Derek Foster, a former Labour chief whip, said: "Just saying everybody is going to be middle-class and that politics is going to move to them and forget the rest - which is the impression that is given - is a prostitution of the vision which created Labour out of the trade union movement."

Mr Foster, the MP for Bishop Auckland, launched a strong attack on Mr Blair in an interview with the Sunday Sun newspaper in Newcastle. "Tony is not satisfied with the Labour Party. He doesn't like the Labour Party. He doesn't like Labour MPs. He wants a coalition with the Liberals. He wants to forget us," said Mr Foster.

"And, although he talks devolution, he is a centralist, a control freak," Mr Foster added.

He claimed Labour had "lost its grasp of the common thread" adding: "This New Labour Government is not fit to polish the boots of the post-war Labour government."

In a speech last week, Mr Blair said Britain's old establishment was being replaced by "a new, larger, more meritocratic middle-class", including millions who traditionally might see themselves as working- class.

Mr Foster was supported by Dennis Skinner, the Labour MP for Bolsover, and a former miner, who proclaimed his working-class credentials. He warned Mr Blair: "Don't try and give people the impression that we are on the our way to some kind of middle-class Utopia in which everyone is equal."

Although Labour had performed well in middle-class suburbia at the 1997 general election it also needed its traditional supporters, he added.

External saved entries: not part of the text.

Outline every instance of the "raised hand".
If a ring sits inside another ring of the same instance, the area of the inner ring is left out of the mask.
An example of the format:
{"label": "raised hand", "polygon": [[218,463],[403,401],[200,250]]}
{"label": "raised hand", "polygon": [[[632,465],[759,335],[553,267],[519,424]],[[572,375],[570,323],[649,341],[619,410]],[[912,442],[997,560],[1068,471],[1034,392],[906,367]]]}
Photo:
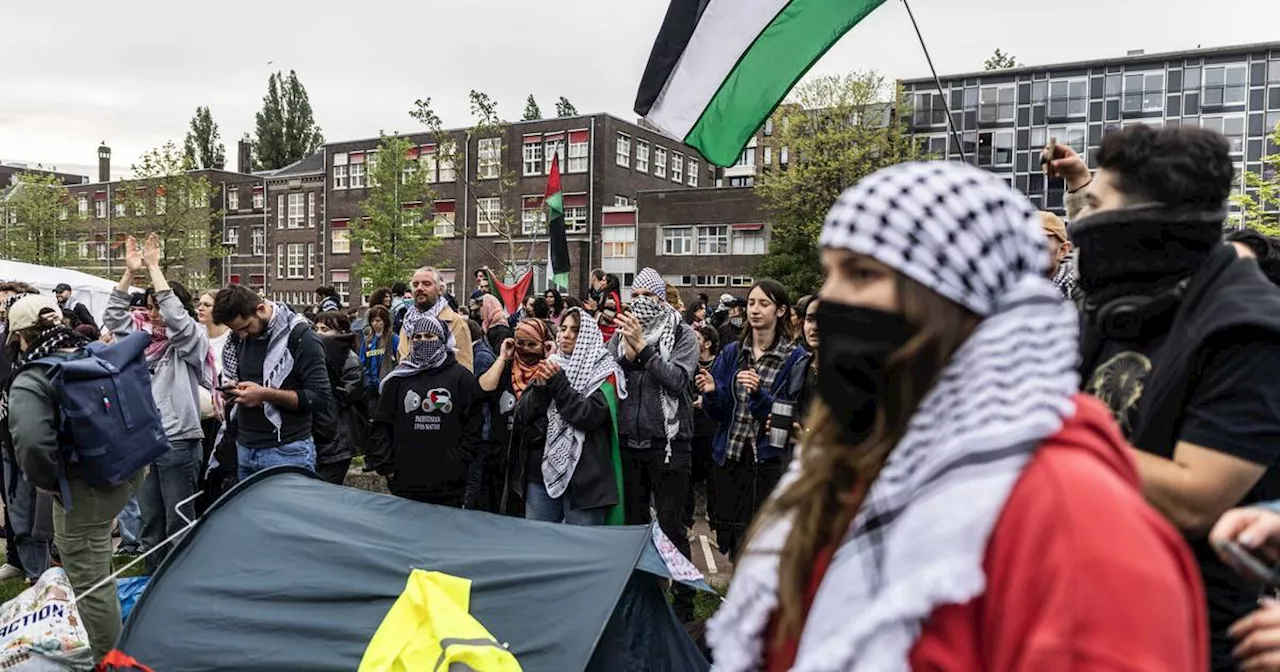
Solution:
{"label": "raised hand", "polygon": [[157,236],[154,231],[147,235],[147,244],[142,250],[142,260],[149,268],[160,266],[160,236]]}
{"label": "raised hand", "polygon": [[130,273],[142,270],[142,250],[138,249],[138,239],[129,236],[121,243],[124,245],[124,266]]}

"All I'm saying to Tony is: don't neglect that working class. Don't make remarks that suggest they are not important or indicate that they're not going to exist." The criticisms came amid a row over a fall in Labour Party membership. Blairites said "Old Labour" members were quitting the party, but left-wingers insistedthat "New Labour" supporters, attracted by Mr Blair, had already walked away.

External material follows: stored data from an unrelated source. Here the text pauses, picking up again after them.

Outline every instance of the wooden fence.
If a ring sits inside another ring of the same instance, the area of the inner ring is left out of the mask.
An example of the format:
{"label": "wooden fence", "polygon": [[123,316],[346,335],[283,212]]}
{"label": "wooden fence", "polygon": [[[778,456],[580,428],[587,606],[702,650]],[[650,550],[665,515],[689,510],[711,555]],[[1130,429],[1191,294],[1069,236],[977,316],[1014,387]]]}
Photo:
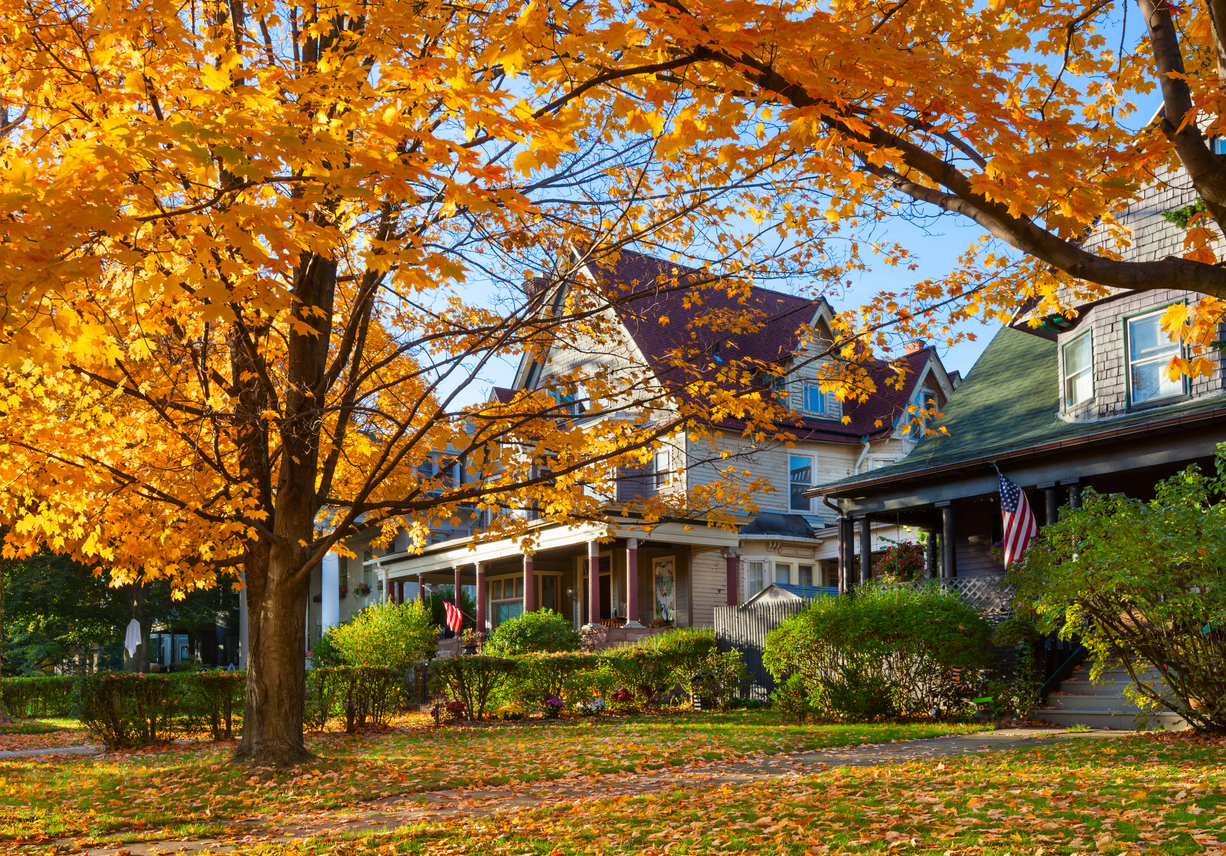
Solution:
{"label": "wooden fence", "polygon": [[762,665],[766,634],[808,605],[808,601],[774,601],[752,606],[717,606],[715,608],[715,639],[719,650],[741,652],[749,683],[746,698],[762,701],[770,698],[775,679]]}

Today, Labour's National Executive will be told that party membership dropped from 405,238 to 391,771 in the 12 months to December. It is a smaller fall than previously reported but it is still a setback to Mr Blair's hopes of recruiting 500,000 members. Labour attracted 40,859 new recruits in the past year, down from 54,914 in the previous 12 months, but the retention rate rose to 87 per cent. Some 60 per cent of Labour members are men and 40 per cent are women.

After paying off a pounds 4.5m deficit from the last general election, Labour will now launch a recruitment drive. Officials say the biggest cause of losing members is through people moving house, so they will redouble their efforts to persuade them to pay their subscriptions by direct debit.

Meanwhile, Labour has rejected claims of "cronyism" in the selection of candidates for the May elections to the Scottish Parliament. Mr Blair's critics claimed that the party's selection board had given leading New Labour figures top placings on the regional lists, which will provide the members chosen through proportional representation.

t Jack Cunningham, the Minister for the Cabinet Office, is facing a Parliamentary inquiry into claims that he took trips on Concorde and stayed at five-star hotels at the taxpayers' expense.

Many of the trips detailed in a Sunday newspaper took place before Mr Cunningham moved to his present job from the Ministry of Agriculture, Fisheries and Food last July.

The complaint is being lodged by Tim Yeo, the Conservative agriculture spokesman.

Jack Straw, the Home Secretary, said he would not comment on the veracity of such reports but any complaint would be investigated.